1 - Le facteur psychologique
Cette différence est d’abord physiologique : l’homme sécrète quasiment plus de 20% de testostérone que les femmes ; cette hormone étant responsable -entre autres- du désir dans l’organisme.
Pourtant, même si le désir peut être en lien avec la production d’hormones, rien n’est moins sûr qu’il ne dépende que d’elles. En effet, de nombreux autres facteurs sont à prendre en compte.
2 - Les facteurs sociologiques et historiques
Cette différence peut aussi s’expliquer sociologiquement et historiquement.
Nombreuses sont les femmes qui ont intégré (consciemment ou inconsciemment) que ressentir et exprimer leur désir sexuel peut être « mal », « sale » ou « dangereux ». Les hommes, eux, ont été davantage « autorisés » : la masturbation chez l’homme est beaucoup moins taboue que chez la femme, il peut s’autoriser à avoir des pensées sexuelles ou des rapports sexuels sans que cela ne soit « mal vu ».
Les hommes et les femmes exprimeraient également leur sexualité de façon différente.
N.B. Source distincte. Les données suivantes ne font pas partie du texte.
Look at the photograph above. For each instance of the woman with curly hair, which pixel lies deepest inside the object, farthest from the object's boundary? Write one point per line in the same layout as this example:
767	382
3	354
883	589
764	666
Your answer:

Le désir masculin serait plutôt primaire, se focalisant davantage sur l’objectif final, à savoir le rapport sexuel. A l’inverse, le désir féminin serait plutôt secondaire, se nourrissant de la relation et de la tendresse dans un réseau émotionnel.
3 - Stimuler le désir
Enfin, dans la sexualité humaine, le désir de l’un active celui de l’autre. Et plus particulièrement chez la femme, il existe à la fois un désir spontané mais également un désir réactif, en réponse à une stimulation sexuelle.
L’homme aura davantage de pensées ou d’images qui stimulent son désir spontané alors que les femmes, souvent en prise à une forte charge mentale, auront plus de difficultés à être dans leur ressenti, à « lâcher prise » et seront davantage dans un « désir réactif ».